Where LLMs Actually Stop

This experience reinforced something important:

LLMs are excellent at proposing shapes. They are bad at owning consequences.

They won’t:

Tell you when a heuristic becomes dangerous
Warn you about race conditions
Decide which failure modes are acceptable
Notice when “good enough” quietly turns into technical debt

That responsibility doesn’t go away just because the code compiled.

Conclusion

This post isn’t about fuzzy matching. It’s about using AI without surrendering agency.

Cursor helped me move faster. Reviewing the code helped me stay honest.

I now know:

What my app is doing
Why it behaves the way it does
Where it will eventually break
What to watch as it grows

That’s the real line between assistance and abdication.

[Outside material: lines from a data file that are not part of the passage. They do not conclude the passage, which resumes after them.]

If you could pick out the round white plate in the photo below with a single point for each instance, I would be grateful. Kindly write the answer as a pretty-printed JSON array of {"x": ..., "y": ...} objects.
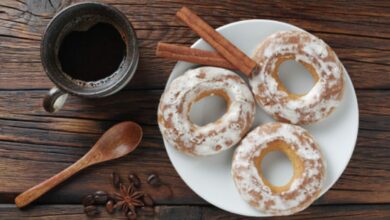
[{"x": 210, "y": 177}]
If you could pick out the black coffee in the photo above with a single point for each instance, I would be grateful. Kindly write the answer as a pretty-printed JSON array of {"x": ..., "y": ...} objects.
[{"x": 92, "y": 55}]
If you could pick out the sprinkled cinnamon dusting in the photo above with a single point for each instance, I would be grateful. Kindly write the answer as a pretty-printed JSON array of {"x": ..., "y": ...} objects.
[
  {"x": 175, "y": 105},
  {"x": 317, "y": 57},
  {"x": 304, "y": 188}
]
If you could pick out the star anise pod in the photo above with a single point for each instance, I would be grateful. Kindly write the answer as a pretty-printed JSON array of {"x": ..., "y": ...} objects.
[{"x": 128, "y": 198}]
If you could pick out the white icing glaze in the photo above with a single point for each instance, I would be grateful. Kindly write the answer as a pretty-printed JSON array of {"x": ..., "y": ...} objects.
[
  {"x": 214, "y": 137},
  {"x": 303, "y": 190},
  {"x": 321, "y": 100}
]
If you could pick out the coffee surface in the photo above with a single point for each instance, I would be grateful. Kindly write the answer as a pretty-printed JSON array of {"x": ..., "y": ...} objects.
[{"x": 92, "y": 55}]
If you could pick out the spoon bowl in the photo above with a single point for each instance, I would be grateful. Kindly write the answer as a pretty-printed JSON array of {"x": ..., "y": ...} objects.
[{"x": 118, "y": 141}]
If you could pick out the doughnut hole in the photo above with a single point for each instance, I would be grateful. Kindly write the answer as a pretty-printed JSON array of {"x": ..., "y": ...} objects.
[
  {"x": 296, "y": 78},
  {"x": 208, "y": 107},
  {"x": 277, "y": 158}
]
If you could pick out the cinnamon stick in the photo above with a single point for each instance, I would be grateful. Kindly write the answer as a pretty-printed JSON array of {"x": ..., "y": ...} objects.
[
  {"x": 224, "y": 47},
  {"x": 192, "y": 55}
]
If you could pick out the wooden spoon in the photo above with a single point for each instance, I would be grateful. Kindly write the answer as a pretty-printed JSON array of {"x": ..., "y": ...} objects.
[{"x": 118, "y": 141}]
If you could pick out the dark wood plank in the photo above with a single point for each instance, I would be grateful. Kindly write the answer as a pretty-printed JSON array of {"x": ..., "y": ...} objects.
[
  {"x": 32, "y": 140},
  {"x": 345, "y": 212},
  {"x": 360, "y": 35}
]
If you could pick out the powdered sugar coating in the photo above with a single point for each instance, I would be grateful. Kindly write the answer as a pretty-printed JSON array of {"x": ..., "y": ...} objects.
[
  {"x": 302, "y": 191},
  {"x": 321, "y": 100},
  {"x": 215, "y": 137}
]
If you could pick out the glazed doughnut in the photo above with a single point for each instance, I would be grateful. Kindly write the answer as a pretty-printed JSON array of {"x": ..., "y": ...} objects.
[
  {"x": 175, "y": 105},
  {"x": 305, "y": 156},
  {"x": 317, "y": 57}
]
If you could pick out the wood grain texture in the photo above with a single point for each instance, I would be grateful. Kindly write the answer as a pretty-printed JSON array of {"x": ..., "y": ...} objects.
[
  {"x": 52, "y": 212},
  {"x": 34, "y": 145},
  {"x": 360, "y": 37},
  {"x": 33, "y": 140}
]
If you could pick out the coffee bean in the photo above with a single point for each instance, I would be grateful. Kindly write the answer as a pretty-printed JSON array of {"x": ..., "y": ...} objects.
[
  {"x": 91, "y": 210},
  {"x": 131, "y": 215},
  {"x": 110, "y": 206},
  {"x": 154, "y": 180},
  {"x": 88, "y": 200},
  {"x": 134, "y": 180},
  {"x": 100, "y": 197},
  {"x": 115, "y": 180},
  {"x": 148, "y": 201}
]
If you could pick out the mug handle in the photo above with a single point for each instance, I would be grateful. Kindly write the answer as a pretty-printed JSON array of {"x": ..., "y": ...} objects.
[{"x": 54, "y": 100}]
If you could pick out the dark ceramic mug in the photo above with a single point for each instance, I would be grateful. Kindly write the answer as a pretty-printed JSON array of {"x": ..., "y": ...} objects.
[{"x": 78, "y": 17}]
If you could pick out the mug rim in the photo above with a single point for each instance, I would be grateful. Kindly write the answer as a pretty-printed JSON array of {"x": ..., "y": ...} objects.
[{"x": 125, "y": 75}]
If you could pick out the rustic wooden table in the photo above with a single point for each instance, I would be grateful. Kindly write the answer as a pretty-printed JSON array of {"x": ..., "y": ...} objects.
[{"x": 34, "y": 145}]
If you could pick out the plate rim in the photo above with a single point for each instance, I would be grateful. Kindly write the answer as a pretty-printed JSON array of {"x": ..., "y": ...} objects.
[{"x": 354, "y": 97}]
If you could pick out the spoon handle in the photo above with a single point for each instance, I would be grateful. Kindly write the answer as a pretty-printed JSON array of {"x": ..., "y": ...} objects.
[{"x": 37, "y": 191}]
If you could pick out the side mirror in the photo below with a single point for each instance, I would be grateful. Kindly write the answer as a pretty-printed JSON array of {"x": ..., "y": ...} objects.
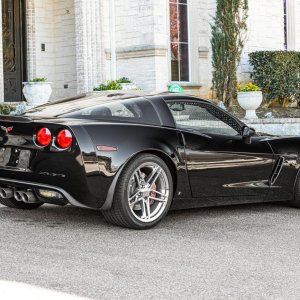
[{"x": 247, "y": 134}]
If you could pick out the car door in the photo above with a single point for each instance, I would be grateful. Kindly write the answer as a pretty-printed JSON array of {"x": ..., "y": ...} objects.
[{"x": 219, "y": 162}]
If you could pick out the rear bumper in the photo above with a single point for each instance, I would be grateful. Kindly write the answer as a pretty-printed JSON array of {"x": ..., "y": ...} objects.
[{"x": 34, "y": 185}]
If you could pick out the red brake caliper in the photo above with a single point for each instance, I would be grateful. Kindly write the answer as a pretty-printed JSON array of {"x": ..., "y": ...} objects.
[{"x": 153, "y": 193}]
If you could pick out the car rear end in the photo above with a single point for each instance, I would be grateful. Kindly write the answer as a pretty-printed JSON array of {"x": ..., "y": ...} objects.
[{"x": 41, "y": 161}]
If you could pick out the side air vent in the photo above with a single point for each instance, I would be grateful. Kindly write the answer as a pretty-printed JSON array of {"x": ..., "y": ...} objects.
[{"x": 276, "y": 171}]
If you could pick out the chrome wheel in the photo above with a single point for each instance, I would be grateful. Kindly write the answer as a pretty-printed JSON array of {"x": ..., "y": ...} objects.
[{"x": 148, "y": 192}]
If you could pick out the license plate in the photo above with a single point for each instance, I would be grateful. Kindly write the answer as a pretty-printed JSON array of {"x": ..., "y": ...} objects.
[{"x": 14, "y": 158}]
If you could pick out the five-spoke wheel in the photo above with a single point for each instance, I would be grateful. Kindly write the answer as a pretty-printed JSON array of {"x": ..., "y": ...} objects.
[{"x": 143, "y": 194}]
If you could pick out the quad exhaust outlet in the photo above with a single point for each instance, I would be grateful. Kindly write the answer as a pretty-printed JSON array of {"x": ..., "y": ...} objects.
[
  {"x": 6, "y": 193},
  {"x": 21, "y": 196}
]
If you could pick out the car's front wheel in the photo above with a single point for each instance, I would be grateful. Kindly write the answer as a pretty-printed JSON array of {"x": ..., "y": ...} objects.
[
  {"x": 12, "y": 203},
  {"x": 143, "y": 195}
]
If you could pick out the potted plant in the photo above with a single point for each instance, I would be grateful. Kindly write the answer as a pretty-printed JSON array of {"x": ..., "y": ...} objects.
[
  {"x": 109, "y": 85},
  {"x": 249, "y": 98},
  {"x": 37, "y": 91},
  {"x": 126, "y": 84}
]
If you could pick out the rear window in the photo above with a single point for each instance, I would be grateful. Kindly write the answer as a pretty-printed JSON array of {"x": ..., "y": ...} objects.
[{"x": 131, "y": 110}]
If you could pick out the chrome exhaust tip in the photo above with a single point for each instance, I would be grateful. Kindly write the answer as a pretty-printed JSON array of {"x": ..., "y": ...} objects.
[
  {"x": 28, "y": 197},
  {"x": 6, "y": 193},
  {"x": 18, "y": 196}
]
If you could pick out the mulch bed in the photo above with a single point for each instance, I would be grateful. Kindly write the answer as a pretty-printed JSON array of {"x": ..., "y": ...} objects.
[{"x": 278, "y": 112}]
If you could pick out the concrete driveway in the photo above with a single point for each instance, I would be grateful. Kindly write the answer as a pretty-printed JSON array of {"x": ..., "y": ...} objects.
[{"x": 237, "y": 252}]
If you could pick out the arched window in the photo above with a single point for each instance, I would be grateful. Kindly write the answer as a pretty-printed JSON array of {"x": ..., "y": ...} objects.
[{"x": 179, "y": 40}]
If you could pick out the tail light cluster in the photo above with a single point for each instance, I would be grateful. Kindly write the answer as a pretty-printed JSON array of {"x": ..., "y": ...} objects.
[{"x": 63, "y": 139}]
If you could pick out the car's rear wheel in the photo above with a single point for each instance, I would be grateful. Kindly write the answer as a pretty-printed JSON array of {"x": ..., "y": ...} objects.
[
  {"x": 12, "y": 203},
  {"x": 143, "y": 195}
]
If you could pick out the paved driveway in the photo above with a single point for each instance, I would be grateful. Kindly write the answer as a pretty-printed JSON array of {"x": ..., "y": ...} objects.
[{"x": 242, "y": 252}]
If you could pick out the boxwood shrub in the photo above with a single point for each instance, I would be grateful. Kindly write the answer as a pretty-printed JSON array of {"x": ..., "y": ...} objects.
[{"x": 278, "y": 75}]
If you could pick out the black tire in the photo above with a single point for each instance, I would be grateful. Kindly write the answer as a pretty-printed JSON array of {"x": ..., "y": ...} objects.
[
  {"x": 120, "y": 213},
  {"x": 296, "y": 201},
  {"x": 12, "y": 203}
]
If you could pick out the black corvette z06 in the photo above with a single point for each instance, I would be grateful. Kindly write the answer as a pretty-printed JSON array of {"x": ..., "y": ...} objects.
[{"x": 135, "y": 157}]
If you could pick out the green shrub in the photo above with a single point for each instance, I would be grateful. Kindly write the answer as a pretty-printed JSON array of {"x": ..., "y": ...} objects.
[
  {"x": 278, "y": 75},
  {"x": 39, "y": 79},
  {"x": 6, "y": 109},
  {"x": 108, "y": 86}
]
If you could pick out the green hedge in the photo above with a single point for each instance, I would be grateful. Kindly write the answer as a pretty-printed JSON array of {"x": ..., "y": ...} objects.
[{"x": 278, "y": 75}]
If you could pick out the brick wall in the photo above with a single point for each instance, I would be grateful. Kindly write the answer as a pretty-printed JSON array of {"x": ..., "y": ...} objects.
[
  {"x": 265, "y": 31},
  {"x": 54, "y": 23}
]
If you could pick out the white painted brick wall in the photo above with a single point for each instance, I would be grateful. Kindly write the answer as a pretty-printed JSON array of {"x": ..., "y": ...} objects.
[
  {"x": 55, "y": 27},
  {"x": 265, "y": 31}
]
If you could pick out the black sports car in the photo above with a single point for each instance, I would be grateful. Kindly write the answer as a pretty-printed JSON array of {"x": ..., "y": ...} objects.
[{"x": 134, "y": 157}]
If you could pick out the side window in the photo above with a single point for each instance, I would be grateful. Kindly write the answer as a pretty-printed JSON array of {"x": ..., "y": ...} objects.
[{"x": 203, "y": 118}]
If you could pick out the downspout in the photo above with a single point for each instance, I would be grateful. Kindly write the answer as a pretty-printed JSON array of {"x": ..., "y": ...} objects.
[{"x": 113, "y": 54}]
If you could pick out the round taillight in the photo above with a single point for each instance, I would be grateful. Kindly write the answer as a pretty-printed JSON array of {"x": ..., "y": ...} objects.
[
  {"x": 43, "y": 137},
  {"x": 64, "y": 139}
]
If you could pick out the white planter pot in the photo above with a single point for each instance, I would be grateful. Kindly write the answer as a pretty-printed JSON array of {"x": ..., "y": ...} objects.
[
  {"x": 250, "y": 102},
  {"x": 37, "y": 93},
  {"x": 128, "y": 86}
]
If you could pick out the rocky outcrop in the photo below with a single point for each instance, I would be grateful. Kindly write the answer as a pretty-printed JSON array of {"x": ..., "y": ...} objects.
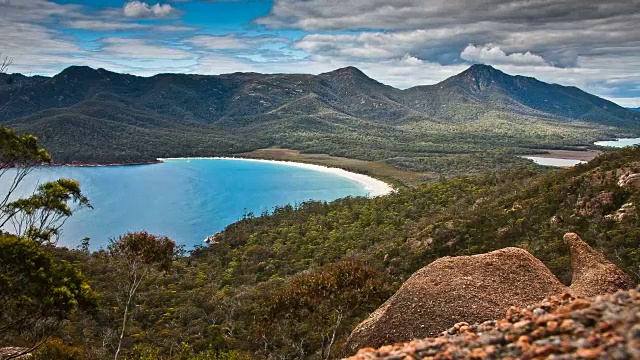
[
  {"x": 630, "y": 180},
  {"x": 565, "y": 327},
  {"x": 592, "y": 274},
  {"x": 479, "y": 288}
]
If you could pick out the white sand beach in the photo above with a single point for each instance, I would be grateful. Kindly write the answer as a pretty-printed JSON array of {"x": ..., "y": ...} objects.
[{"x": 374, "y": 187}]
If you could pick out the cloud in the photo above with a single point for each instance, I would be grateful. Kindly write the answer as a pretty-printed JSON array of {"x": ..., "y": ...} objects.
[
  {"x": 493, "y": 55},
  {"x": 228, "y": 42},
  {"x": 141, "y": 10},
  {"x": 559, "y": 31},
  {"x": 127, "y": 48},
  {"x": 407, "y": 14}
]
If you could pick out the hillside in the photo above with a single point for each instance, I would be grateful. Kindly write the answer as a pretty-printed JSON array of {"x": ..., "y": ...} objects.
[
  {"x": 89, "y": 115},
  {"x": 296, "y": 282},
  {"x": 556, "y": 327}
]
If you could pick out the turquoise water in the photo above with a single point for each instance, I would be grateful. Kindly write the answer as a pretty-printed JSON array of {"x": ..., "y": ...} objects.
[
  {"x": 185, "y": 200},
  {"x": 619, "y": 142}
]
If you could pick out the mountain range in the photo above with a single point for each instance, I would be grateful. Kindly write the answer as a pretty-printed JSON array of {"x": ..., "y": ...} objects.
[{"x": 88, "y": 115}]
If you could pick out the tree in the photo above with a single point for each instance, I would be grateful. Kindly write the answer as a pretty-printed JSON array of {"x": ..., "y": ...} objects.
[
  {"x": 136, "y": 256},
  {"x": 40, "y": 216},
  {"x": 37, "y": 292}
]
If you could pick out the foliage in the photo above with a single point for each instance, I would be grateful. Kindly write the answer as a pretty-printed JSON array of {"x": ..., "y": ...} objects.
[
  {"x": 96, "y": 116},
  {"x": 38, "y": 293},
  {"x": 40, "y": 216},
  {"x": 278, "y": 285},
  {"x": 135, "y": 255}
]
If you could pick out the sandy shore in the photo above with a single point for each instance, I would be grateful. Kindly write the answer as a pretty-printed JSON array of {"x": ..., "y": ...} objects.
[{"x": 374, "y": 187}]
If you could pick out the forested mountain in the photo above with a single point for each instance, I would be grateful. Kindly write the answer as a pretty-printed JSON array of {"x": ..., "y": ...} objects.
[
  {"x": 89, "y": 115},
  {"x": 294, "y": 283}
]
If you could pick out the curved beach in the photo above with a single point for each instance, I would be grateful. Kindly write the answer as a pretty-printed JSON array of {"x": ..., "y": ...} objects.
[{"x": 373, "y": 186}]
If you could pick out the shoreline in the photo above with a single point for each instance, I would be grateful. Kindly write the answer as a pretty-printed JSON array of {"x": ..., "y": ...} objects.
[{"x": 373, "y": 186}]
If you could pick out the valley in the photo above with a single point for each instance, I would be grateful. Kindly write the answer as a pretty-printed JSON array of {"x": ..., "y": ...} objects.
[{"x": 481, "y": 119}]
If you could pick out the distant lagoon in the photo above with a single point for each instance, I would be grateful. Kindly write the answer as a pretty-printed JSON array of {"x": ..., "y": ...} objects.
[
  {"x": 186, "y": 200},
  {"x": 554, "y": 161},
  {"x": 619, "y": 142},
  {"x": 565, "y": 162}
]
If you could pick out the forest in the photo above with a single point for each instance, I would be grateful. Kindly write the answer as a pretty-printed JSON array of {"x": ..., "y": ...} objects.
[{"x": 291, "y": 283}]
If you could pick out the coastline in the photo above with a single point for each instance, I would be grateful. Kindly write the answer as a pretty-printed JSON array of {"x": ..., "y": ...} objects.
[{"x": 372, "y": 185}]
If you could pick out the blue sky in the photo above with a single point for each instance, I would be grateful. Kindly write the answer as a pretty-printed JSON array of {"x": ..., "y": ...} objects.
[{"x": 590, "y": 44}]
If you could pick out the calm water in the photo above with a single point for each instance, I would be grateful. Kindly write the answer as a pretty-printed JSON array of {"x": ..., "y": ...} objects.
[
  {"x": 553, "y": 161},
  {"x": 185, "y": 200},
  {"x": 619, "y": 142}
]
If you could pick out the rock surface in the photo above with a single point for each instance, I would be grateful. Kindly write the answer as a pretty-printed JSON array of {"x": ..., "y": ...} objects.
[
  {"x": 479, "y": 288},
  {"x": 592, "y": 274},
  {"x": 630, "y": 180},
  {"x": 565, "y": 327}
]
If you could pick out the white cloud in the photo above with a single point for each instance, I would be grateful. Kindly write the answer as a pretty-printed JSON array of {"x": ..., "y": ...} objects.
[
  {"x": 493, "y": 55},
  {"x": 127, "y": 48},
  {"x": 141, "y": 10},
  {"x": 224, "y": 42}
]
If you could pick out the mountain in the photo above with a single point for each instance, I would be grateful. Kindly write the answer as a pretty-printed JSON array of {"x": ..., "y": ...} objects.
[
  {"x": 88, "y": 115},
  {"x": 315, "y": 271}
]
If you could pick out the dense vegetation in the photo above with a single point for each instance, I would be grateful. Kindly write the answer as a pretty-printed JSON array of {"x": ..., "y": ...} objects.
[
  {"x": 292, "y": 284},
  {"x": 89, "y": 115}
]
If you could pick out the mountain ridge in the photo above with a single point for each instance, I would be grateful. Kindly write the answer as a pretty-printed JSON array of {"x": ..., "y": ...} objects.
[{"x": 343, "y": 112}]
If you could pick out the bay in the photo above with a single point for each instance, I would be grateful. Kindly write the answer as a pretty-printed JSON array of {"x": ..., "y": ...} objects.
[{"x": 186, "y": 200}]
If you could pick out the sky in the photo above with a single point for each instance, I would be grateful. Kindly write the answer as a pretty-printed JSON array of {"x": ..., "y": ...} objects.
[{"x": 594, "y": 45}]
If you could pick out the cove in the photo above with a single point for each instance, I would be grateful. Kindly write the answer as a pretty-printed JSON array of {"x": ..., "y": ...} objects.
[{"x": 185, "y": 199}]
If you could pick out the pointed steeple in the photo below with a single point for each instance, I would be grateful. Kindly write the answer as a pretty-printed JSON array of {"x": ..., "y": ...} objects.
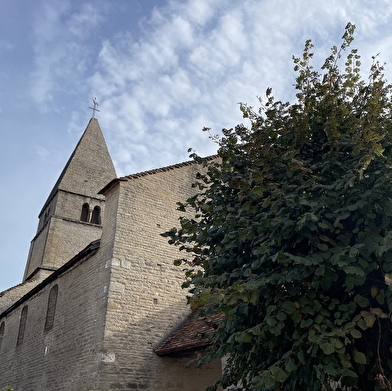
[{"x": 71, "y": 217}]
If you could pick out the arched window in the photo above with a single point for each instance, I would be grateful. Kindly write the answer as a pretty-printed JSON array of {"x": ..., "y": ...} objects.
[
  {"x": 2, "y": 329},
  {"x": 85, "y": 212},
  {"x": 96, "y": 215},
  {"x": 51, "y": 310},
  {"x": 22, "y": 325}
]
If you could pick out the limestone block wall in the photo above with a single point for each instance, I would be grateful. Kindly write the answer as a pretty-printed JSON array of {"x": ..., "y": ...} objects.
[
  {"x": 145, "y": 296},
  {"x": 70, "y": 204},
  {"x": 59, "y": 241},
  {"x": 69, "y": 355}
]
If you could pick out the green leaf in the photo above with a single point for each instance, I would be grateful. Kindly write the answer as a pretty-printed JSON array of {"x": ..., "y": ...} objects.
[
  {"x": 327, "y": 348},
  {"x": 356, "y": 333},
  {"x": 359, "y": 357}
]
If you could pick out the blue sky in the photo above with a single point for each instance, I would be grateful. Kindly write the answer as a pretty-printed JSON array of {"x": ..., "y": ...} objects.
[{"x": 160, "y": 70}]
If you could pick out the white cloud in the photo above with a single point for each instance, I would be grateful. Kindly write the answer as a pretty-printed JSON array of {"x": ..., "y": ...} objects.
[{"x": 61, "y": 48}]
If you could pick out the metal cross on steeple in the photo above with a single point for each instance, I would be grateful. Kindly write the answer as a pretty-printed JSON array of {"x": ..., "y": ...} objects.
[{"x": 94, "y": 109}]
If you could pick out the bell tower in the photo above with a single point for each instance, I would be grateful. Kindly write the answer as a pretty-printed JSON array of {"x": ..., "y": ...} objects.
[{"x": 72, "y": 216}]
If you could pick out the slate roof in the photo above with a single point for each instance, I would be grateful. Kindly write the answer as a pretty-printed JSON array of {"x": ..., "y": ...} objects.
[
  {"x": 189, "y": 336},
  {"x": 154, "y": 171}
]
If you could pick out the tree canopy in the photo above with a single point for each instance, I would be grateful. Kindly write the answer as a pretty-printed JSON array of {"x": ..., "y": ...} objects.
[{"x": 290, "y": 234}]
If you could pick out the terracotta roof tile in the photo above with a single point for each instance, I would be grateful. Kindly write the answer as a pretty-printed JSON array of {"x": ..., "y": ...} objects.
[{"x": 189, "y": 335}]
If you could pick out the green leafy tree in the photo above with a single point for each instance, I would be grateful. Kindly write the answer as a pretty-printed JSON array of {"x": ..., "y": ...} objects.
[{"x": 291, "y": 234}]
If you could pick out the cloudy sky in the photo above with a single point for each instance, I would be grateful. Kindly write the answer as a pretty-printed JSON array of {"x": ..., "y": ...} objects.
[{"x": 161, "y": 70}]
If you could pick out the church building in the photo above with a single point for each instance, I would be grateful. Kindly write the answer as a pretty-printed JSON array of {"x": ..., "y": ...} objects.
[{"x": 101, "y": 306}]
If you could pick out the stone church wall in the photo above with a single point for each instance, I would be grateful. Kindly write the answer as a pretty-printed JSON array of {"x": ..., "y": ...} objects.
[
  {"x": 67, "y": 356},
  {"x": 146, "y": 300},
  {"x": 59, "y": 241}
]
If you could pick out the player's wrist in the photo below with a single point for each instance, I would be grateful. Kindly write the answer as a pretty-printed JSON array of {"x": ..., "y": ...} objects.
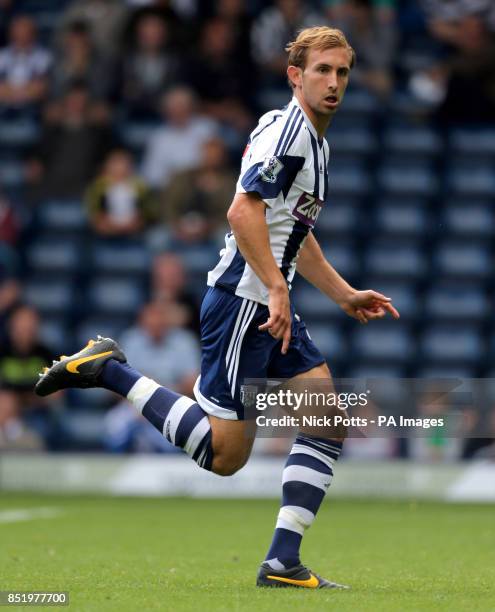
[
  {"x": 345, "y": 297},
  {"x": 278, "y": 288}
]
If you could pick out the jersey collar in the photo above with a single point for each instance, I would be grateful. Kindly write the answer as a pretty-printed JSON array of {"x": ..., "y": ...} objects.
[{"x": 307, "y": 121}]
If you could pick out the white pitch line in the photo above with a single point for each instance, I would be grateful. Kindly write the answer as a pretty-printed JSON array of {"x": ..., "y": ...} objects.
[{"x": 28, "y": 514}]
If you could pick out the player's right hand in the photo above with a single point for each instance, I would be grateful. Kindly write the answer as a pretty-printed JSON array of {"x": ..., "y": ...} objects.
[{"x": 278, "y": 323}]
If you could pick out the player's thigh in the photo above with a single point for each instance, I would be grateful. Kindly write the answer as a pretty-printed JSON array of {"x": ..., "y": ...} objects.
[
  {"x": 323, "y": 384},
  {"x": 232, "y": 440}
]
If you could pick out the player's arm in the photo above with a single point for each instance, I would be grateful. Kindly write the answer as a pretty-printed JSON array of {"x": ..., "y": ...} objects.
[
  {"x": 246, "y": 216},
  {"x": 362, "y": 305}
]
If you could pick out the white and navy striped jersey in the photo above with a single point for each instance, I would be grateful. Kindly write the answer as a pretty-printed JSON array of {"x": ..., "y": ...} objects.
[{"x": 286, "y": 164}]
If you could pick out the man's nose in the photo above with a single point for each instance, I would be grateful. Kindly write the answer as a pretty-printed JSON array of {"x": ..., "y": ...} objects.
[{"x": 332, "y": 81}]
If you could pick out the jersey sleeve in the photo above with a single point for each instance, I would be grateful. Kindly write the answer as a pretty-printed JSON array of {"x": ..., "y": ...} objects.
[{"x": 272, "y": 160}]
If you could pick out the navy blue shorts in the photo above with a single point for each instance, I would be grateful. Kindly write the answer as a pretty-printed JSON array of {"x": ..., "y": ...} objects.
[{"x": 233, "y": 349}]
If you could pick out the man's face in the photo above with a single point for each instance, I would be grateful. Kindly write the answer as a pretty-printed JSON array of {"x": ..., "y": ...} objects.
[{"x": 324, "y": 79}]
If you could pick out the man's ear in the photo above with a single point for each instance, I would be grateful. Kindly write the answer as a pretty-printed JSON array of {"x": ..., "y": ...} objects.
[{"x": 294, "y": 74}]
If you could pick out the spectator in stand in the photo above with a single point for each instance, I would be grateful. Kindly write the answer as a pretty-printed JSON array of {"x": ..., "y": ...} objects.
[
  {"x": 78, "y": 61},
  {"x": 217, "y": 61},
  {"x": 150, "y": 67},
  {"x": 271, "y": 31},
  {"x": 235, "y": 12},
  {"x": 106, "y": 21},
  {"x": 75, "y": 139},
  {"x": 169, "y": 285},
  {"x": 10, "y": 290},
  {"x": 468, "y": 30},
  {"x": 168, "y": 354},
  {"x": 9, "y": 223},
  {"x": 22, "y": 356},
  {"x": 196, "y": 200},
  {"x": 119, "y": 203},
  {"x": 24, "y": 67},
  {"x": 371, "y": 28},
  {"x": 177, "y": 145}
]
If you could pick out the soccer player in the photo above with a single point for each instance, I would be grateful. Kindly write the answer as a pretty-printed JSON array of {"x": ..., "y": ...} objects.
[{"x": 248, "y": 326}]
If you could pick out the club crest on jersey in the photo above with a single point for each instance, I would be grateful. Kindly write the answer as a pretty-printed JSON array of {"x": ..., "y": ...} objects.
[{"x": 270, "y": 168}]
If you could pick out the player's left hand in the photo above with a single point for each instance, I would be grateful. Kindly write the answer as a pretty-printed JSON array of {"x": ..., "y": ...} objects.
[{"x": 369, "y": 305}]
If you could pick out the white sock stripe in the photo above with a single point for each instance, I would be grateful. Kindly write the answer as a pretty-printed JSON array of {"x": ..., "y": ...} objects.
[
  {"x": 197, "y": 434},
  {"x": 178, "y": 410},
  {"x": 281, "y": 524},
  {"x": 297, "y": 517},
  {"x": 141, "y": 392},
  {"x": 322, "y": 445},
  {"x": 235, "y": 332},
  {"x": 238, "y": 349},
  {"x": 245, "y": 317},
  {"x": 202, "y": 456},
  {"x": 307, "y": 475},
  {"x": 312, "y": 452}
]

AI can write code. Only engineers decide when it’s safe to ship.

Rule I’m Trying to Follow

Never ship AI-generated code I couldn’t explain to a teammate or debug at 2am.

References & Further Reading

Geospatial Distance & Matching

Haversine Formula: Movable Type Scripts - Calculate distance, bearing and more between Latitude/Longitude points
Haversine Formula (Reference): Wikipedia - Haversine formula
Levenshtein Distance (Edit Distance): Wikipedia - Levenshtein distance
Original Levenshtein Paper (1966): Levenshtein, V. I. - Binary codes capable of correcting deletions, insertions, and reversals
Wagner-Fischer Algorithm (1974): Wagner, R. A., & Fischer, M. J. - The String-to-String Correction Problem

Google-Scale Geospatial & Infrastructure References

S2 Geometry Library (Open Source): Google - S2 Geometry Library
S2 Geometry in Practice (Google Cloud): Google Cloud Blog - Best practices for spatial clustering in BigQuery
Spatial Indexing with S2 Cells: Google Cloud Docs - Grid systems for spatial analysis

Large-Scale Systems & Reliability

Bigtable: A Distributed Storage System: Chang et al. (Google Research, 2006)
Cloud Spanner: Google Cloud - Spanner: Globally distributed, strongly consistent database
Site Reliability Engineering: Google - Monitoring Distributed Systems

Experimentation, Tuning, and Human-in-the-Loop

Controlled Experiments at Scale: Kohavi et al. - Practical Guide to Controlled Experiments on the Web
Google Local Guides Program: Google Transparency Center - Local Guides Program Policies

Note: The “Google-scale” architecture described in this post is an informed synthesis based on public documentation, research papers, and industry-standard patterns. It is intended as a conceptual calibration tool rather than a literal description of any single internal Google system.